Caserta – Decine tra fucili e pistole, migliaia di proiettili, pugnali e sciabole, sono stati trovati dai carabinieri a Santa Maria Capua Vetere (Ce), nell’ abitazione di un 63 enne, Gabriele D’ Addio, che è stato arrestato per detenzione di armi e munizioni comuni e da guerra e ricettazione.
 
L’ operazione è stata condotta dai carabinieri del Nucleo Operativo e Radiomobile della Compagnia di Capua, nell’ ambito di indagini svolte su alcuni furti in abitazione.
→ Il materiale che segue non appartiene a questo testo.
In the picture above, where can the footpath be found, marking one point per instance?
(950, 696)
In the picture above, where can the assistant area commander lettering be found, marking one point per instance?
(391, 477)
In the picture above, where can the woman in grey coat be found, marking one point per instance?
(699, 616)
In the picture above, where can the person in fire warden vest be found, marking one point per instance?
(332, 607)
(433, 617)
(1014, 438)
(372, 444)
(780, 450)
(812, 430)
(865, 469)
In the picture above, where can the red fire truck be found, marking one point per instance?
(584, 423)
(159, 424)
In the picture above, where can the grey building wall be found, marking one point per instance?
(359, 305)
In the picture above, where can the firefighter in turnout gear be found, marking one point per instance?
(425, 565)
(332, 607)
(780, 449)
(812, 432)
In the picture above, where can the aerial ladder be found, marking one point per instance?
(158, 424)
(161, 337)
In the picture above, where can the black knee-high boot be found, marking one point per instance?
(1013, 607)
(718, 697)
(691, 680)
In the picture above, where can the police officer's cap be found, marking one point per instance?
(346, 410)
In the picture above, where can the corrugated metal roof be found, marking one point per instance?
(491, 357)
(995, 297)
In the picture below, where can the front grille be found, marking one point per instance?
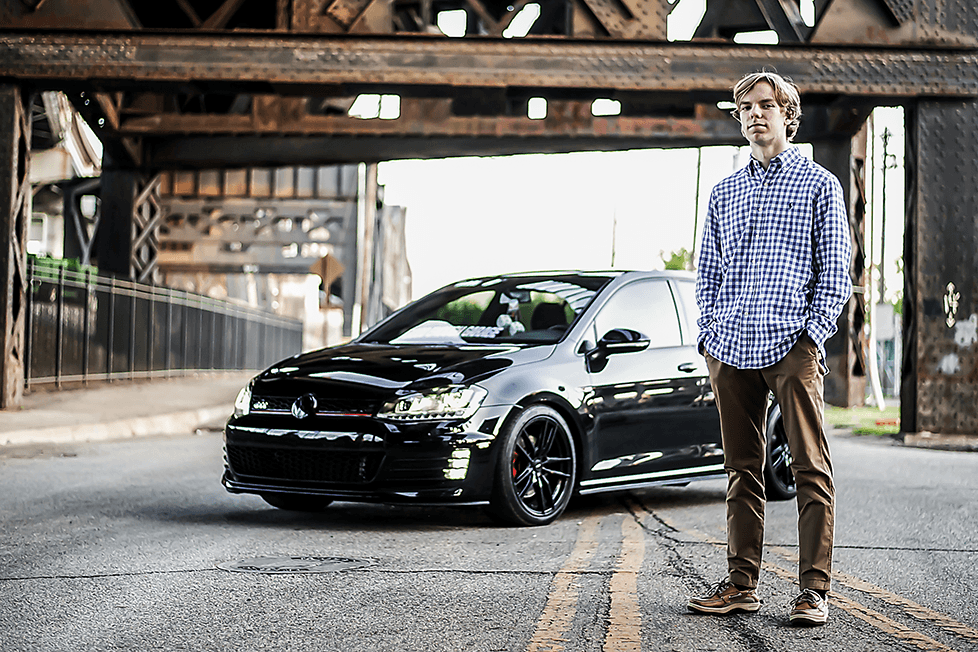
(347, 467)
(325, 406)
I carabinieri hanno perquisito alcune persone, arrivando a casa del 63 enne, dove – nascosto nel deposito di un soppalco ed in intercapedini ricavate tra le mura dell’abitazione, accessibili da una botola – è stato scoperto l’ arsenale.
 
C’erano quattro fucili, un fucile mitragliatore, tre pistole mitragliatrici, undici pistole, tre pistole lanciarazzi, un proiettile da mortaio, venti chili di polvere pirica, cinquantasette tra pugnali e baionette, tre sciabole, 299 serbatoi, un silenziatore, migliaia di proiettili di vario calibro, parti e ricambi di armi, strumentazione idonea alla modifica di armi e alla ricarica di munizionamento.
 
Durante le fasi dell’operazione il 63 enne ha provato a fuggire e ad ingoiare la chiave di accesso al deposito ma è stato bloccato e trasferito nel carcere di Santa Maria Capua Vetere. D’ Addio, ex titolare di un’ armeria a S. Maria Capua Vetere (Caserta), collezionista di armi ed ex consulente della Procura, era stato arrestato insieme alla moglie nel 2010 per detenzione di armi. Secondo gli investigatori non sarebbe collegato alla criminalità organizzata, ma è sospettato per alcuni furti mirati commessi in abitazioni.